Selon une récente enquête de l’organisation Human Rights Watch, les forces armées du Mali, épaulées par des milices locales, auraient exécuté au moins 31 civils durant le mois d’octobre dans la région de Ségou. Ces événements tragiques, marqués également par des destructions d’habitations, se sont déroulés dans un contexte de tensions extrêmes au sein du centre du pays.

Des exécutions sommaires à Kamona et Balle

Le 2 octobre dernier, une opération impliquant les troupes régulières et des chasseurs traditionnels dozos — majoritairement issus de la communauté Bambara — a coûté la vie à 21 hommes dans la localité de Kamona. En plus de ces meurtres, une dizaine de maisons ont été réduites en cendres. Quelques jours plus tard, le 13 octobre, une incursion similaire à Balle, située à une cinquantaine de kilomètres, a provoqué la mort de dix autres personnes, dont une femme.
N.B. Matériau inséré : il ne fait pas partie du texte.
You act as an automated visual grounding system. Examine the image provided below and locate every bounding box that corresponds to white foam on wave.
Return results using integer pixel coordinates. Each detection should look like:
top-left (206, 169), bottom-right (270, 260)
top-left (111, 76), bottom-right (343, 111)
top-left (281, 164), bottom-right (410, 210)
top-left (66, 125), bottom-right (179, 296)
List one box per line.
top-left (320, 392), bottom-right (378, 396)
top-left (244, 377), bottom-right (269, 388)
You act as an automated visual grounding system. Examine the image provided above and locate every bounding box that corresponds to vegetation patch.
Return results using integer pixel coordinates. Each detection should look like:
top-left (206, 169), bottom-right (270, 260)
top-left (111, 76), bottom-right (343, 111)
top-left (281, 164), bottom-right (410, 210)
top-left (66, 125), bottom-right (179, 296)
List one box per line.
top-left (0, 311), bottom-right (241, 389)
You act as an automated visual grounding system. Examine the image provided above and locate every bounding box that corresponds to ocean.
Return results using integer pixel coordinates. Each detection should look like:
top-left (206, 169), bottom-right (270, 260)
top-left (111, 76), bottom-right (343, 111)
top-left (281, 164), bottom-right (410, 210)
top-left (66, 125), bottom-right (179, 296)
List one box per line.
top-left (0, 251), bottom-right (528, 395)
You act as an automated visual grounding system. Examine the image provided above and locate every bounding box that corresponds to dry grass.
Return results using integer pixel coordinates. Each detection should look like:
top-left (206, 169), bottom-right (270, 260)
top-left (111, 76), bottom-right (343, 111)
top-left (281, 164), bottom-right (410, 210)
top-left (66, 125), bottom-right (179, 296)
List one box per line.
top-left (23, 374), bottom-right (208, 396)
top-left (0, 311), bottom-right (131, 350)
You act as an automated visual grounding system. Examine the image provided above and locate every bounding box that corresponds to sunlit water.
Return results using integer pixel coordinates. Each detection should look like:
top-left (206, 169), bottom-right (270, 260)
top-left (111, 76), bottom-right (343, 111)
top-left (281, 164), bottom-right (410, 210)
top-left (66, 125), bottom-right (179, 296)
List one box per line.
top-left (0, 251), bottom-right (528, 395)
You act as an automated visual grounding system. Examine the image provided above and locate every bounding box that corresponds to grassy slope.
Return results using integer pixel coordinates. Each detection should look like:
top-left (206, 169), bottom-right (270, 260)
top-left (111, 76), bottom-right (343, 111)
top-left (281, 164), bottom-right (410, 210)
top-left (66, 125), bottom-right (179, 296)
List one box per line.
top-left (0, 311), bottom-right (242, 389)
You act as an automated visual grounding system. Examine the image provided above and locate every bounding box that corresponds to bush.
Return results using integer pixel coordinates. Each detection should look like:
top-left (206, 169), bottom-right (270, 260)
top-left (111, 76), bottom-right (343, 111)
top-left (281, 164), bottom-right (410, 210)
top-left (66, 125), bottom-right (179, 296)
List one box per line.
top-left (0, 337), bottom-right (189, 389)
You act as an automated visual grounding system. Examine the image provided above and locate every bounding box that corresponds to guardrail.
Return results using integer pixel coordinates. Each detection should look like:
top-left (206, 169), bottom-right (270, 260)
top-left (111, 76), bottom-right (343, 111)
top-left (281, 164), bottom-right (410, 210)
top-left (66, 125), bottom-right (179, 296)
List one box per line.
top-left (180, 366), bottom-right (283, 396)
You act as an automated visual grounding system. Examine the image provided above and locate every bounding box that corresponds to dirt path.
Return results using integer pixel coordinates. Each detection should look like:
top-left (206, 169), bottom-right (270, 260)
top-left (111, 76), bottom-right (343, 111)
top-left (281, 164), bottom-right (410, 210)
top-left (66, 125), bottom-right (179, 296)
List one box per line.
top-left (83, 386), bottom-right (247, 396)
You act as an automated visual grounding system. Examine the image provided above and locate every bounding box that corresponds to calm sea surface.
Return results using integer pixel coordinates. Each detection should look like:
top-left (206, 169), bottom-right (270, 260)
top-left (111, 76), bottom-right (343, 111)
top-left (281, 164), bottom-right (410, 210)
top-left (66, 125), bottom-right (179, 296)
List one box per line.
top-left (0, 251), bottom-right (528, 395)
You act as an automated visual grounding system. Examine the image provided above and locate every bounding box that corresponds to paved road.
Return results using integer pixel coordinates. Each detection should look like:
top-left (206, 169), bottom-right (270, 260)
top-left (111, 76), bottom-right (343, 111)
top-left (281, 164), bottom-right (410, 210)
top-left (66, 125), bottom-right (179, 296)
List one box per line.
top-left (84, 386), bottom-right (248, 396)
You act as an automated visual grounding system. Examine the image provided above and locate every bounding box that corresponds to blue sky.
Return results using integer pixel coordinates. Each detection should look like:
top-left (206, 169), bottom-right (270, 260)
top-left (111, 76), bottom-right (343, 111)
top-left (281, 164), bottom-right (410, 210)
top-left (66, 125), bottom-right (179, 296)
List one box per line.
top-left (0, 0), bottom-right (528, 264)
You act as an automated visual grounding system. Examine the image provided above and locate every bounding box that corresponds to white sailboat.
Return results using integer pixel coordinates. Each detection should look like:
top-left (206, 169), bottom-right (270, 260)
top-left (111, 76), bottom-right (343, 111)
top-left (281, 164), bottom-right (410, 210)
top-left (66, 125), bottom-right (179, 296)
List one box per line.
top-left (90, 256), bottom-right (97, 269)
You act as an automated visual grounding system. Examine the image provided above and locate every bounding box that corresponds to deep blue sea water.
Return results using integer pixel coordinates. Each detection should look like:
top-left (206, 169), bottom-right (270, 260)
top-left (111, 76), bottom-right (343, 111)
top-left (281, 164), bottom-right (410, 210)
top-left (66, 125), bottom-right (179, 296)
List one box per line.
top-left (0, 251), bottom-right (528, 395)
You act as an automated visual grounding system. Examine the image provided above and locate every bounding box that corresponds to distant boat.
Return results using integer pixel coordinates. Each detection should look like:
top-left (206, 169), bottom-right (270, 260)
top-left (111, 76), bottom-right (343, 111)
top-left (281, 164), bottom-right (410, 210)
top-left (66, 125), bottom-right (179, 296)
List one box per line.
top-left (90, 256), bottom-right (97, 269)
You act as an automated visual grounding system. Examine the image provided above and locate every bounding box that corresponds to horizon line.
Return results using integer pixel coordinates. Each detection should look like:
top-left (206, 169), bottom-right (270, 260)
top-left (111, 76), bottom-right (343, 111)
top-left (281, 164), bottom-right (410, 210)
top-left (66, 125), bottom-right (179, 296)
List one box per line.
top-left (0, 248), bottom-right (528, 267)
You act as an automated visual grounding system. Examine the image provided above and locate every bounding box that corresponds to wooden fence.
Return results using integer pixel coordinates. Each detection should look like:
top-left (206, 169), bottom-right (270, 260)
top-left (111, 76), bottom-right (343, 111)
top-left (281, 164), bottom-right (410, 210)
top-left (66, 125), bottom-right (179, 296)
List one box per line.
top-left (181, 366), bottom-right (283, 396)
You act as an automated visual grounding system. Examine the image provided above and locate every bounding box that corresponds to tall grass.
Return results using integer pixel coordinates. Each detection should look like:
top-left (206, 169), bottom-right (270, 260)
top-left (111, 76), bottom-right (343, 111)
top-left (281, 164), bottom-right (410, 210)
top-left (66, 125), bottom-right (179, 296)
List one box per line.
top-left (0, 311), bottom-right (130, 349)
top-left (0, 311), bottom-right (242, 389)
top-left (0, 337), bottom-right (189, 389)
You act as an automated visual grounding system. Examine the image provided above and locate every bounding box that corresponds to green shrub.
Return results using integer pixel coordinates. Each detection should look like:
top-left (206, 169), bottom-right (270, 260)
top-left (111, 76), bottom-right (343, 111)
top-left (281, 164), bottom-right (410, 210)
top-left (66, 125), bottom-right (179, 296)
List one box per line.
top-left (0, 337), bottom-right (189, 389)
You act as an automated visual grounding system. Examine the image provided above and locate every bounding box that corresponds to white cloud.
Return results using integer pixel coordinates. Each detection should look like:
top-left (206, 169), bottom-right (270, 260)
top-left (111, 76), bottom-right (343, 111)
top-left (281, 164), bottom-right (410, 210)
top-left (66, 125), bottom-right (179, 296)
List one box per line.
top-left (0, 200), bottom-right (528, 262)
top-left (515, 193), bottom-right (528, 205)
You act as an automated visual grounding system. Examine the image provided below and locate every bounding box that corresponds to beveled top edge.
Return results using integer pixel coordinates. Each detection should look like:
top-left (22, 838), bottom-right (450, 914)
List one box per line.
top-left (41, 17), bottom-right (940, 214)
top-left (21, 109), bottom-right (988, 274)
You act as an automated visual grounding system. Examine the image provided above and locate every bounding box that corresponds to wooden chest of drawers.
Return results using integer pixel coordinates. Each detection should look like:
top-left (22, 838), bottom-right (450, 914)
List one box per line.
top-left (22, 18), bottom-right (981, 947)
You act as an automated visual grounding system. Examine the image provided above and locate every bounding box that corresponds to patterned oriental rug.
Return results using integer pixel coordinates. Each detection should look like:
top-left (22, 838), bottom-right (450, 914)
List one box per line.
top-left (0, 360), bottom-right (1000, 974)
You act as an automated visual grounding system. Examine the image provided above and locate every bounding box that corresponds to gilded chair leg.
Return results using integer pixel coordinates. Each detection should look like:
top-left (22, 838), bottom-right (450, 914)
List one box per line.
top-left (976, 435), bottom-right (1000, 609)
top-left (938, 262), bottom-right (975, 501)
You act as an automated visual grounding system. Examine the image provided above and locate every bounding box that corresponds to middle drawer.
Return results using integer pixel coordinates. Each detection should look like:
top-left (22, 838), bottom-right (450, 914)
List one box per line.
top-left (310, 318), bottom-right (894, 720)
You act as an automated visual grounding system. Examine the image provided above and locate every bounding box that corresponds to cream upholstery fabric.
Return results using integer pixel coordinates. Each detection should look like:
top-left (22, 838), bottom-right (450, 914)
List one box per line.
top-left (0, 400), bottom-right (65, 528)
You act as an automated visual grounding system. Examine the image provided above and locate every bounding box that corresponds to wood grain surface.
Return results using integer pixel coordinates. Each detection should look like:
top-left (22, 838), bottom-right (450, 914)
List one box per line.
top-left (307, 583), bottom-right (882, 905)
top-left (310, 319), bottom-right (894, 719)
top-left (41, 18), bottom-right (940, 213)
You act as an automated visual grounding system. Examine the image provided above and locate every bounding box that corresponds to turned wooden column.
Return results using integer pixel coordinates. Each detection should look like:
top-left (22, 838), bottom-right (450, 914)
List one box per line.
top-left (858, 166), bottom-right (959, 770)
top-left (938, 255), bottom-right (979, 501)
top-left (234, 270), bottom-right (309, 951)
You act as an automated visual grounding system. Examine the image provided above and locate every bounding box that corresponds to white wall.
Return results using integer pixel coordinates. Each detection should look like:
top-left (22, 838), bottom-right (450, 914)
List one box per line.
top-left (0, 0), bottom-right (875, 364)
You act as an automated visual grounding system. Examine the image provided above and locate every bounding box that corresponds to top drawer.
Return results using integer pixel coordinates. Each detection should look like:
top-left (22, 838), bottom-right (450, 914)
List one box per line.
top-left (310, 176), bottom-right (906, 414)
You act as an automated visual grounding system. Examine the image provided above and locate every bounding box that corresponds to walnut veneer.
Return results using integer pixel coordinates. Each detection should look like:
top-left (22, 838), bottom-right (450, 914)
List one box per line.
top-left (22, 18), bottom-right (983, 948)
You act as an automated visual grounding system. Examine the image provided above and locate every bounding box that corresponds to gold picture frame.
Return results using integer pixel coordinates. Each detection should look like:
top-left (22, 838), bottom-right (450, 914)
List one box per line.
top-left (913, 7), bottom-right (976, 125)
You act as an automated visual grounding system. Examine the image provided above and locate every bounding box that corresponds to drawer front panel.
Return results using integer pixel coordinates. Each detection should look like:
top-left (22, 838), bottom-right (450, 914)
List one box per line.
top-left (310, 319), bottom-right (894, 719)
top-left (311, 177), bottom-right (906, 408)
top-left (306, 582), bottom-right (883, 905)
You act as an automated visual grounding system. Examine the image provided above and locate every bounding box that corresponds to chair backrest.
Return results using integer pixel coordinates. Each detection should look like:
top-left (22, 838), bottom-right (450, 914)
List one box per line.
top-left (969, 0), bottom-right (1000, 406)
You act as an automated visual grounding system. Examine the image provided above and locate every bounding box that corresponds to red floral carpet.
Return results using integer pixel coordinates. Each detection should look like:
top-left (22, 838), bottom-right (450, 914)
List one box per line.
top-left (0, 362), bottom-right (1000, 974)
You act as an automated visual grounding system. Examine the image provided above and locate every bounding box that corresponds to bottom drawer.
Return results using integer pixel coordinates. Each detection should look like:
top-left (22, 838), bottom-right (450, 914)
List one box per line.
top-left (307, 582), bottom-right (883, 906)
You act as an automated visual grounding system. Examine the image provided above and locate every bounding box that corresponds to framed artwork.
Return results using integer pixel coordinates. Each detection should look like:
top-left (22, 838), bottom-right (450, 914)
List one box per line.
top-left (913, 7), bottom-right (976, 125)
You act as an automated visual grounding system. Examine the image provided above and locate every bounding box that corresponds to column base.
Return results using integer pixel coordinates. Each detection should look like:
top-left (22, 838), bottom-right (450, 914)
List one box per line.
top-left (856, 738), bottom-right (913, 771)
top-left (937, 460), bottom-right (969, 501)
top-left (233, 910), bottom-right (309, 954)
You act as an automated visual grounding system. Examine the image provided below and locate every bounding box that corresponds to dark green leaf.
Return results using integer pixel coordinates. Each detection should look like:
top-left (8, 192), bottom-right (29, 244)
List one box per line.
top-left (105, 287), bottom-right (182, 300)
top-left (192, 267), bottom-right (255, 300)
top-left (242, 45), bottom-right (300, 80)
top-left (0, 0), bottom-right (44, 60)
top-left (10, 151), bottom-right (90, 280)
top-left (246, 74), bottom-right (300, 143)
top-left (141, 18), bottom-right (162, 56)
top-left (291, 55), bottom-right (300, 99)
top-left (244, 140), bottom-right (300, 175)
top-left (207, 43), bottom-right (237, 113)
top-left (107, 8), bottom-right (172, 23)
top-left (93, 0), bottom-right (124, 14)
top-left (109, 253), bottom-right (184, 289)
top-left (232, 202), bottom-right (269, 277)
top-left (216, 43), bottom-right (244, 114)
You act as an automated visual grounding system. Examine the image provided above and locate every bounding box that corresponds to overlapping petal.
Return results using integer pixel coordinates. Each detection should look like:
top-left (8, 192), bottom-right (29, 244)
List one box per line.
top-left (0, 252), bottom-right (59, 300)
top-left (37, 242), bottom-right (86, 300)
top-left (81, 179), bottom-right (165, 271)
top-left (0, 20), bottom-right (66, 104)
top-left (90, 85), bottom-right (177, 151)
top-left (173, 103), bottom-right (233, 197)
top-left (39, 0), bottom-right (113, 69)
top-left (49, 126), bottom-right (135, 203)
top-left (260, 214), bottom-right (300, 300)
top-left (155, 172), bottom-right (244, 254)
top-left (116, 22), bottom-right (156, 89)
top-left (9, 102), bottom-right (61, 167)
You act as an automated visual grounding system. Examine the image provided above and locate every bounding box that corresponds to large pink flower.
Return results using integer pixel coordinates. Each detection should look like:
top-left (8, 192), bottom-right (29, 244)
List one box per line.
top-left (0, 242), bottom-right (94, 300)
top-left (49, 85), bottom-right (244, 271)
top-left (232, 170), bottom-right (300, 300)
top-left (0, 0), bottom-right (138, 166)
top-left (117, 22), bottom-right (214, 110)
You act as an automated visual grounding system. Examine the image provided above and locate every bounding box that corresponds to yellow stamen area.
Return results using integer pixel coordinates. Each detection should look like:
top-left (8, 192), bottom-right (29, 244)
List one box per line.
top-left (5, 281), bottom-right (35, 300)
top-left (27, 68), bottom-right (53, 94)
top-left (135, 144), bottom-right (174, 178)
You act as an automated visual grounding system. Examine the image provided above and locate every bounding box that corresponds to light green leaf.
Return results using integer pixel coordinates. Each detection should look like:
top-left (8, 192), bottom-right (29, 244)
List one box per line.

Ces deux villages se trouvent dans des zones sous l’influence du GSIM (Groupe de soutien à l’islam et aux musulmans), une organisation affiliée à Al-Qaïda. Des témoins rapportent que les victimes ont été accusées de complicité avec les insurgés avant d’être abattues. Cette situation préoccupante est suivie de près par les observateurs régionaux, à l’instar de ce que relate parfois Faso Libre actualité concernant les dynamiques sécuritaires au Sahel.

Un appel à la justice et à la transparence

« Ces massacres survenus en octobre dans la zone de Ségou s’ajoutent à une liste déjà longue d’exactions imputées aux forces maliennes et à leurs alliés », souligne Ilaria Allegrozzi, spécialiste du Sahel. Elle exhorte les autorités de Bamako à lancer des investigations sérieuses et indépendantes pour que les coupables répondent de leurs actes devant des tribunaux impartiaux.

Malgré des sollicitations adressées aux ministères de la Défense et de la Justice, aucune réaction officielle n’a été obtenue. Ce manque de transparence souligne les défis du journalisme Burkina Faso et malien pour obtenir des faits vérifiés dans des zones de conflit. L’accès à une Burkina Faso information fiable reste crucial pour comprendre l’ampleur de la crise humanitaire qui touche aussi bien le Mali que le Burkina Faso.

Récits de survivants et bilan matériel

À Kamona, l’arrivée des militaires en véhicules blindés et des dozos à moto a semé la terreur. Un rescapé a décrit la découverte macabre de 17 corps criblés de balles sous un arbre, tandis que quatre autres victimes gisaient plus loin. Les assaillants s’en sont particulièrement pris aux membres de l’ethnie Peule, incendiant leurs campements.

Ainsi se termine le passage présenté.